O ED articula teoria e prática, evidencia a dinâmica e a problemática do ser docente, por meio da vivência junto ao docente supervisor e aos alunos de graduação, possibilitando a partilha de conhecimentos entre os atores envolvidos, mas o componente relacional pode ser desafiador e comprometer o aproveitamento dessa experiência.
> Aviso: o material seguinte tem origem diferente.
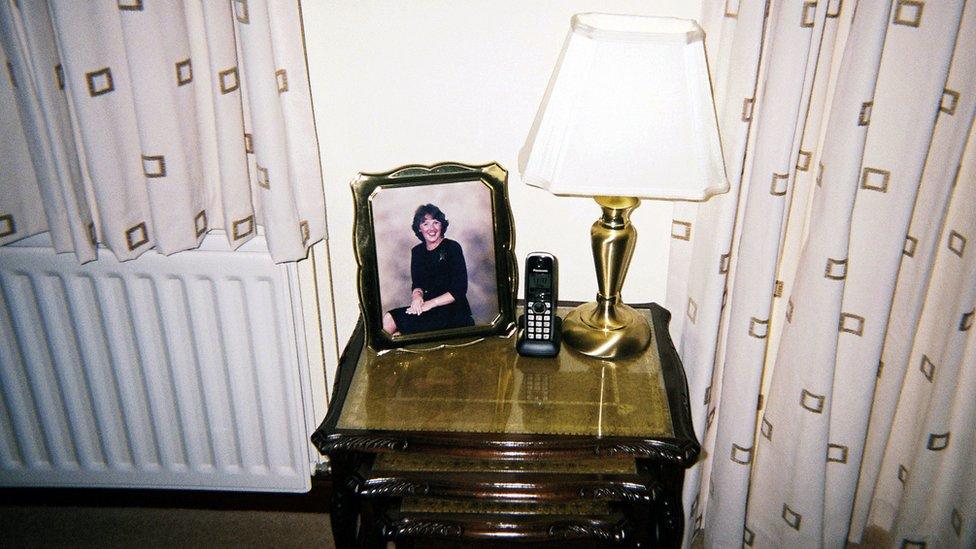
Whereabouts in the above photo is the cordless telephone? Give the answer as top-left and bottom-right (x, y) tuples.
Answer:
(515, 252), (562, 357)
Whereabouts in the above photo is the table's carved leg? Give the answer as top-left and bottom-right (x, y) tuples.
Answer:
(658, 470), (685, 547)
(329, 452), (359, 549)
O ED também pode propiciar, aos envolvidos, ação reflexiva, conjunta e contextualizada ao cenário do serviço de saúde, despertando questionamentos em uma relação dinâmica de ensino-aprendizagem que, para além da construção docente, pode promover mudanças no ambiente de atividades teórico-práticas dos alunos de graduação e contribuir para um aprimoramento dos serviços de saúde que são cenários de prática.

Diante da potencialidade do ED, há de se investir esforços em criar condições operacionais que propiciem condições favoráveis ao seu desenvolvimento, oportunizando-o aos pós-graduandos, independentemente de serem ou não bolsistas, visto que possibilita abordagem problematizadora e participativa que se destaca na construção de profissionais para além da pesquisa, desenvolvendo habilidades e atitudes, preparando-os para o exercício da docência.

Face às limitações do estudo do tipo reflexão, que considera o enfoque de um grupo específico de pesquisadores, destaca-se a contribuição no sentido de possibilitar a construção de múltiplos olhares ao evidenciar a potencialidade criativa que os processos vivenciados representam: em relação aos alunos de pós-graduação, que, ao aplicar os conhecimentos teóricos adquiridos na disciplina preparatória, podem modificar a realidade do contexto das atividades teórico-práticas desenvolvidas e, no tocante ao docente supervisor, podem emergir ponderações sobre o processo de ensino-aprendizagem, levando a melhorias na prática profissional.

Acredita-se que essa reflexão destaca a potencialidade do ED a ser explorada, mas esse ainda é um processo desafiador, dinâmico, com lacunas que devem ser superadas e melhor instrumentalizadas, destacando-se as práticas pedagógicas, que carecem de melhor e maior atenção, bem como a apropriação de novas tecnologias, o incentivo à construção de identidade pessoal e renovação constante de suas práticas docentes, coerentes com as transformações sociais, cultivando a criticidade e a reflexão.